Caro Giuliano: nemmeno "ragionevolmente".



Prevedendo l'inizio delle grandi manovre del governo berlusconiano sul fronte del sacrificio economico, due giorni fa il pachiderma del giornalismo italiano, Giuliano Ferraraspiegava dalle colonne del suo quotidiano che mentre le tasse sono impopolari, i tagli sono bellissimi (qui la tagliente risposta di Malvino al Direttore del Foglio).

Lo spunto era tratto da uno studio di un anno fa a cura degli economisti Alesina-Carloni-Lecce, la cui tesi principale veniva ripresa così dallo stesso Ferrara:
"non c'è evidenza che il rigore fiscale danneggi i governi uscenti riducendone la probabilità di rielezione".
Il messaggio dell'elefantino era chiaro: "Silvio, non temere di perdere le elezioni se fai tagli ingenti, perché gli studi dimostrano che si vince le elezioni anche con politiche rigorose".
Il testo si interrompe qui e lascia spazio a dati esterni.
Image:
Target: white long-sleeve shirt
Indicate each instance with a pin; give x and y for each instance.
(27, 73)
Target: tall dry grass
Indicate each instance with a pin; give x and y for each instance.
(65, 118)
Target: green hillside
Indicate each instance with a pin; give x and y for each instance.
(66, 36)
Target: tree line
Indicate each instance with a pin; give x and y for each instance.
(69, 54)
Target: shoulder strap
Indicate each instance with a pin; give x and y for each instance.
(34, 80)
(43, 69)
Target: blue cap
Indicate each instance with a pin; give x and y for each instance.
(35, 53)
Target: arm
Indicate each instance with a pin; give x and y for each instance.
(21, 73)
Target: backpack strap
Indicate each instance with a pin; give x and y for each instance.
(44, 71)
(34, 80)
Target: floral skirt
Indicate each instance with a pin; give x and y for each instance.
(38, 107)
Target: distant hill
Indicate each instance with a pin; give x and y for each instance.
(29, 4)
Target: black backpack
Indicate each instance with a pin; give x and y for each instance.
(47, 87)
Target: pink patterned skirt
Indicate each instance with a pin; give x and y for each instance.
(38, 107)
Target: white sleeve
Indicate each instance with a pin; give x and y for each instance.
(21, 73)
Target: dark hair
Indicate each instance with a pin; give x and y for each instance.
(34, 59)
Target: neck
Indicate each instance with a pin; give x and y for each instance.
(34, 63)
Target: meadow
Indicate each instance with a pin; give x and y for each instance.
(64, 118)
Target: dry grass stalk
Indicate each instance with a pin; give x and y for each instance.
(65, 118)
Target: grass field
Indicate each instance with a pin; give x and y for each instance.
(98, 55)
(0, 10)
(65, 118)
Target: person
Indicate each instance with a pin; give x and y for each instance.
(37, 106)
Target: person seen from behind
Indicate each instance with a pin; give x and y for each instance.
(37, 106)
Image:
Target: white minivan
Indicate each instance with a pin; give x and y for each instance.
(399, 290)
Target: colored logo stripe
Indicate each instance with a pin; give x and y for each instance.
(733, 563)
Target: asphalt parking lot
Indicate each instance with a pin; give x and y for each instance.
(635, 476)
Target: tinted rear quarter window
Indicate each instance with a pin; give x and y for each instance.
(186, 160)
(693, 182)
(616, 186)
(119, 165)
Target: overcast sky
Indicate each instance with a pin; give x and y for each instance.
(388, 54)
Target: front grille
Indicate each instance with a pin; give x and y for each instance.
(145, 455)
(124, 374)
Tralasciando la totale assenza di una sana etica politica dietro un simile ragionamento - che ancora una volta la dice lunga sul Premier, in dubbio se salvare il Paese rischiando di perdere le elezioni o farlo inabissare nel baratro lasciandosi una flebile speranza di essere rieletto - un lapsus calami deve aver impedito a Giulianone di aggiungere un concetto fondamentale, già presente peraltro nell'abstract dello studio in questione:


I governi che possono permettersi una rigorosa politica di tagli senza necessariamente perdere per questo le elezioni rischiano di essere "solo quelli forti e popolari".
Nelle conclusioni dello studio, si parla in definitiva di governi "reasonably solid", "ragionevolmente solidi".

E mentre la fiducia nei confronti di Silvio Berlusconi è oggi ai minimi storici (23%: il dimissionario Zapatero è al 21) vediamo allora una foto dell'andamento del governo in carica:

Popolarità del Governo Berlusconi in percentuale (Fonte sondaggio).
Ora non so: così, su due piedi, potrei anche sbagliare...

Ma a me questi non sembrano dati di un governo molto "solido e popolare".
Nemmeno "ragionevolmente".

A voi sì?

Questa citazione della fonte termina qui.